2026-01-28 OCR A Materials: mechanical properties and practical measurement (Module 3) OCR-A Module 3 (Mechanics and Materials): 3.4 Materials — tensile properties (stress, strain) and practical determination of stiffness/Young modulus using wire extension OCR-A Module 1: Practical skills — planning and evaluating measurements (wire extension method)

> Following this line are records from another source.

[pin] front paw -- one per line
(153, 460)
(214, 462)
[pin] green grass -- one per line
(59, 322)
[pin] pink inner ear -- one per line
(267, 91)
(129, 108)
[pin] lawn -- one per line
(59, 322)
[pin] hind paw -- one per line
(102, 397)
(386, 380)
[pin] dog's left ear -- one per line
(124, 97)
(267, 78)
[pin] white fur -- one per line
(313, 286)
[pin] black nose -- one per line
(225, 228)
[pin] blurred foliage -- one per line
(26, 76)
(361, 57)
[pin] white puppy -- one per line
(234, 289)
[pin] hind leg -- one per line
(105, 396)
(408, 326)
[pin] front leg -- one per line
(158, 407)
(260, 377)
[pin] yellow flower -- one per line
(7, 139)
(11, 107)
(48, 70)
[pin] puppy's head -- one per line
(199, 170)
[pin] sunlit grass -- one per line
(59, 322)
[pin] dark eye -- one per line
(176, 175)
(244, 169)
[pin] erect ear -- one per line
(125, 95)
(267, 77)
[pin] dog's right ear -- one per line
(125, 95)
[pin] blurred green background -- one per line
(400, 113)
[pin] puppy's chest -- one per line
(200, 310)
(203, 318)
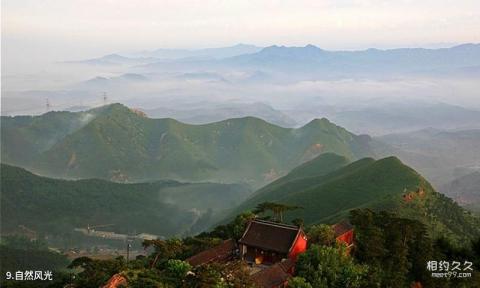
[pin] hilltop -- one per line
(121, 144)
(385, 184)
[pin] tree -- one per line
(96, 272)
(164, 250)
(324, 266)
(177, 270)
(298, 282)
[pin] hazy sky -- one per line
(37, 30)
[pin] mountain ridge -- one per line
(130, 146)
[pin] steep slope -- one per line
(465, 190)
(385, 184)
(123, 145)
(162, 208)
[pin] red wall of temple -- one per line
(299, 247)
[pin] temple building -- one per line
(267, 243)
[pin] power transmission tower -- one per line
(47, 104)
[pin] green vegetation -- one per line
(55, 206)
(385, 184)
(122, 145)
(397, 250)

In a lab test of elastic extension, a student hangs a 10 N load from a steel wire and measures its extension with a pointer and ruler. With a 2.0 m wire of diameter 0.50 mm, the extension is 0.40 mm and the wire remains elastic. They repeat with the same load using a 1.0 m wire of the same material but 1.0 mm diameter. Assuming elastic behaviour and negligible heating, what extension should they expect?

  1. A 0.20 mm
  2. B 0.10 mm
  3. C 0.050 mm (correct)
  4. D 0.80 mm

Answer

The correct answer is C.

Correct: C — 0.050 mm. A 0.20 mm — this considers only halving the length, ignoring that doubling diameter increases area by four, further reducing the extension. B 0.10 mm — this treats area as doubling with diameter instead of quadrupling, so it underestimates how much the thicker wire reduces extension. C 0.050 mm — for the same load in the elastic range, extension scales with length and inversely with cross-sectional area, so halving length (×1/2) and doubling diameter (area ×4) gives an overall factor of 1/8: 0.40 mm ÷ 8 = 0.050 mm. D 0.80 mm — this reverses the dependence, as a larger diameter (greater area) decreases, not increases, the extension under the same load.